WIGMORE HALL Live WHLive 0056

The Strad Issue: January 2013
Description: Recorded sound mars a record of Vengerov’s return to the concert stage
Musicians: Maxim Vengerov (violin) Itamar Golan (piano)
Composer: Bach, Beethoven, Wieniawski, Brahms (transc. Joachim)

From the opening bars of this Wigmore Hall concert – Maxim Vengerov’s comeback in April 2012 ­– ears have to be adjusted to a recorded sound that brings an acidic edge to the top end of the violinist’s 1727 Stradivari. It’s regrettable, for the technical perfection he displays in his performance of Bach’s Second Partita surpasses most of those set down in the studio.

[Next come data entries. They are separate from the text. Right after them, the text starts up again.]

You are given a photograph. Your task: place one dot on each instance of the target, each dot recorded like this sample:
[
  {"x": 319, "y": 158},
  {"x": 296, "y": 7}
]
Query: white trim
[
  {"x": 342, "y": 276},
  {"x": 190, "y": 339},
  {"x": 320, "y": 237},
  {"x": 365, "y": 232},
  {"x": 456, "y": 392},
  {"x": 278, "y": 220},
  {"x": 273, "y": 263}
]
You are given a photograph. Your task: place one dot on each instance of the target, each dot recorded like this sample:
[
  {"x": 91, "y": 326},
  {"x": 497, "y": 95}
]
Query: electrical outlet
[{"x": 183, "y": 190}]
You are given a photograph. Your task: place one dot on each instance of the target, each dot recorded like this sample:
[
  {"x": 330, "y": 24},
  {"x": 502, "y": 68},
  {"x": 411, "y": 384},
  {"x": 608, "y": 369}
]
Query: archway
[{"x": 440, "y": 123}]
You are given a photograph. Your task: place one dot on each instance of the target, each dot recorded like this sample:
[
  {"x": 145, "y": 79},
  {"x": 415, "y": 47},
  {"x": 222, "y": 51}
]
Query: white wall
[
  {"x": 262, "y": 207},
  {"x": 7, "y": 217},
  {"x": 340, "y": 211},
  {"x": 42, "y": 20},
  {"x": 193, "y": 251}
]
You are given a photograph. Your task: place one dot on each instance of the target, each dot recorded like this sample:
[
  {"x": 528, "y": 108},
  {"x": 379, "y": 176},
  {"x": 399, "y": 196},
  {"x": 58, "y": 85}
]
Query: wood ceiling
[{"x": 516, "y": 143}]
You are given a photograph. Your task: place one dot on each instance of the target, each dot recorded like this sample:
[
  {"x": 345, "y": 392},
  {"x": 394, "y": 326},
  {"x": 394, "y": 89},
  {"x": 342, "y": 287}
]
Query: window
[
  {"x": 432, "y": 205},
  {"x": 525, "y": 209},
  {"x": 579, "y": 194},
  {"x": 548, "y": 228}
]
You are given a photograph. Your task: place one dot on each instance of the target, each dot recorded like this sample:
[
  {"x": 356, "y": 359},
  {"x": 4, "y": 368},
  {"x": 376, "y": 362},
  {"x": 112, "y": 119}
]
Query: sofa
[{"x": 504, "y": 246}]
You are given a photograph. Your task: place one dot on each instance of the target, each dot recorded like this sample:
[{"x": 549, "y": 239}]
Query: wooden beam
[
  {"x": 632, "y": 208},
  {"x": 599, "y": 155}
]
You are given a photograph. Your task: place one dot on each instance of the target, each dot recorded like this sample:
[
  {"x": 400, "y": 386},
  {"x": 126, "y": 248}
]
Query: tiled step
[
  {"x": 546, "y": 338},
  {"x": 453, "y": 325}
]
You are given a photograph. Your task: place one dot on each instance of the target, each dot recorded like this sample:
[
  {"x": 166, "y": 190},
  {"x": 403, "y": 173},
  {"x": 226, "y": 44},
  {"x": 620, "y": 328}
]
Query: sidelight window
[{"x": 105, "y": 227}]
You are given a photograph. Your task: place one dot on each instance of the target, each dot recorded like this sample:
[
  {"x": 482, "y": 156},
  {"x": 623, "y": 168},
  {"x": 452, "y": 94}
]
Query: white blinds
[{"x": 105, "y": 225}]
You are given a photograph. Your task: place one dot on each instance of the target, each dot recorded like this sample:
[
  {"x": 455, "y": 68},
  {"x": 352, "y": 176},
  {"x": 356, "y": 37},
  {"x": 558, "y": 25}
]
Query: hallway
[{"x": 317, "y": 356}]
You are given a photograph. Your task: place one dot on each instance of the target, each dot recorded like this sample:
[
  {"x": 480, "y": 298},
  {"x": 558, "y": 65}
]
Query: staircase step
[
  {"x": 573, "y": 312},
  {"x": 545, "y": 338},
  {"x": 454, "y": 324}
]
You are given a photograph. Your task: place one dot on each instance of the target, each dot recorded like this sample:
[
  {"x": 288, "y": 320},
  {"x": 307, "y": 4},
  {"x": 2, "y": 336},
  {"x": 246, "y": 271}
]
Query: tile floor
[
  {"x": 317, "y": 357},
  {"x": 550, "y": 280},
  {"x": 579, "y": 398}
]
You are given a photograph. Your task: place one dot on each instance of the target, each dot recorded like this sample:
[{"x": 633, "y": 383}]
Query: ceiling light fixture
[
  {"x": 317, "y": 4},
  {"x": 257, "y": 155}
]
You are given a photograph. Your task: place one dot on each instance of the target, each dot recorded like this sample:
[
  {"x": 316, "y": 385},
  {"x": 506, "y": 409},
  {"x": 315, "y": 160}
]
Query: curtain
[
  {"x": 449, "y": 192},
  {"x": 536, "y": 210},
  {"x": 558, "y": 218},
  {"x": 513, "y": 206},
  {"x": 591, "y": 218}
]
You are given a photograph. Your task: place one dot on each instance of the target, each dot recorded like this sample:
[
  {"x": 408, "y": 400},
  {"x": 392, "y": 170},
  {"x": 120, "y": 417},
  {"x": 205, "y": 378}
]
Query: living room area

Intonation is fair enough considering the work’s cruel demands, and the structural shaping is as persuasive as any of the recorded historically informed performances. His three- and four-note chords also have power, but avoid that sense of being hacked out of the instrument.

The piano tone in Beethoven’s ‘Kreutzer’ Sonata is also unsatisfactory and the performance in general is rushed: the fast sections of the first movement dash away to an extent that it becomes so breathless as to border on untidiness. The variations of the central Andante often sound restless, too, and we return to undue urgency in the final Rondo.

Applause is omitted, though it drew two encores, which Vengerov uses to display his dashing virtuosity, though, as in the Sonata, intonation is not always beyond question. In Itamar Golan he has a most responsive partner.